What happened?
doing 'delete nodegroup' immediately killed all the nodes before draining them and moving pods to new nodegroup
What you expected to happen?
Nodegroup should have been drained first, ie, existing pods moved to new nodegroup, before deleting nodes.
The logs show the node is cordoned, but in reality the nodepool was instantly deleted and there was massive downtime on cluster while pods were slowly rescheduled onto new nodegroup. no 'draining' of nodes was done.
This is the behavior described in official docs
Also EKS upgrade docs also have this approach.
How to reproduce it?
Follow the upgrade steps for EKS cluster using eksctl.
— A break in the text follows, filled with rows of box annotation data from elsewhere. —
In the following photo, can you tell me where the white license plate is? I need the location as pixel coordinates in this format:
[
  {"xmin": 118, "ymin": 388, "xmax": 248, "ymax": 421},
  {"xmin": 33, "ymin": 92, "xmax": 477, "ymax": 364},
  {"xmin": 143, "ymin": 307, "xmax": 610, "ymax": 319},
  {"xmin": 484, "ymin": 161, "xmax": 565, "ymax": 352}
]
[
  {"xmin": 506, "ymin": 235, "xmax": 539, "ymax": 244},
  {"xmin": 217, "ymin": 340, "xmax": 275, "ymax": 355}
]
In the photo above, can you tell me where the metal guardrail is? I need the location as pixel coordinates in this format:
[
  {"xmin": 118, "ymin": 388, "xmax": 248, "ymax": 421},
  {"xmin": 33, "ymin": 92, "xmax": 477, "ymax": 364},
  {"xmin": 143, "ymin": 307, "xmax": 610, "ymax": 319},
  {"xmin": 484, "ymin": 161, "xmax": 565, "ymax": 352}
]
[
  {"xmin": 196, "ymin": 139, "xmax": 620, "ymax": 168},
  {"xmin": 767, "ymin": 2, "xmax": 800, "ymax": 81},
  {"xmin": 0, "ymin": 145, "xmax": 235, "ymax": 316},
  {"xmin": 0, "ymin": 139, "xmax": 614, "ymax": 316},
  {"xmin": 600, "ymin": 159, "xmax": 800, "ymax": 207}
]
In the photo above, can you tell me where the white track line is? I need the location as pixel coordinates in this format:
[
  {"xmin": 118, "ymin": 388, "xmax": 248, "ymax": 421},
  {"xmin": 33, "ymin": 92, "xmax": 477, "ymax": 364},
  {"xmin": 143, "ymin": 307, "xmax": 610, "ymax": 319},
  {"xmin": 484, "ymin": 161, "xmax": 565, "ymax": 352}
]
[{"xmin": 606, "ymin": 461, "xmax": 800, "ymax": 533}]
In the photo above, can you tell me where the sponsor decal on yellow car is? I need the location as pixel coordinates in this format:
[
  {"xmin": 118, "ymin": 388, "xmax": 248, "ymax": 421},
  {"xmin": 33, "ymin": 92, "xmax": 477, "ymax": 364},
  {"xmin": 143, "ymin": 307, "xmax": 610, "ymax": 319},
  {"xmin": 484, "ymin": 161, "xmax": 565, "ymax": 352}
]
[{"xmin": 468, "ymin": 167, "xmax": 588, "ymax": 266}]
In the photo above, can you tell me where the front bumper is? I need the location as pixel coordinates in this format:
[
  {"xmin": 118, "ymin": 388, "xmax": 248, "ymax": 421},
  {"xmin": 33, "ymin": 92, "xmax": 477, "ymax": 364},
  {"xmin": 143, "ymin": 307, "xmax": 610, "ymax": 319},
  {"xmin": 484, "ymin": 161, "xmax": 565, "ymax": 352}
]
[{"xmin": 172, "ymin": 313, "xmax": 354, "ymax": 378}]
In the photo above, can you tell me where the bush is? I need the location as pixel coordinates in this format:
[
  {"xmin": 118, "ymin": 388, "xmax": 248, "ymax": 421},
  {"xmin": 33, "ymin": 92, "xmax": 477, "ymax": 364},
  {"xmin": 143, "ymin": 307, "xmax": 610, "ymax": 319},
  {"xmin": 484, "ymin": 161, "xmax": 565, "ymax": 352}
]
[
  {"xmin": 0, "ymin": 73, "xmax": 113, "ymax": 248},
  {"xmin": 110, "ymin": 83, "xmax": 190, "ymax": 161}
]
create a new nodegroup, then delete the previous nodegroup using command:
eksctl delete nodegroup --cluster mycluster --name ng-1
Anything else we need to know?
Windows 10
Versions
$ eksctl version 0.8
$ kubectl version 1.14
Logs
eksctl delete nodegroup --cluster mycluster --name ng-1
[ℹ] eksctl version 0.8.0
[ℹ] using region us-east-1
[ℹ] combined include rules: ng-1
[ℹ] 1 nodegroup (ng-1) was included (based on the include/exclude rules)
[ℹ] will delete 1 nodegroups from auth ConfigMap in cluster "mycluster"
[ℹ] removing identity "arn:aws:iam::xxx:role/eksctl-mycluster-nodegroup-ng-1-NodeInstanceRole-T528C66G9SYK" from auth ConfigMap (username = "system:node:{{EC2PrivateDNSName}}", groups = ["system:bootstrappers" "system:nodes"])
[ℹ] will drain 1 nodegroups in cluster "mycluster"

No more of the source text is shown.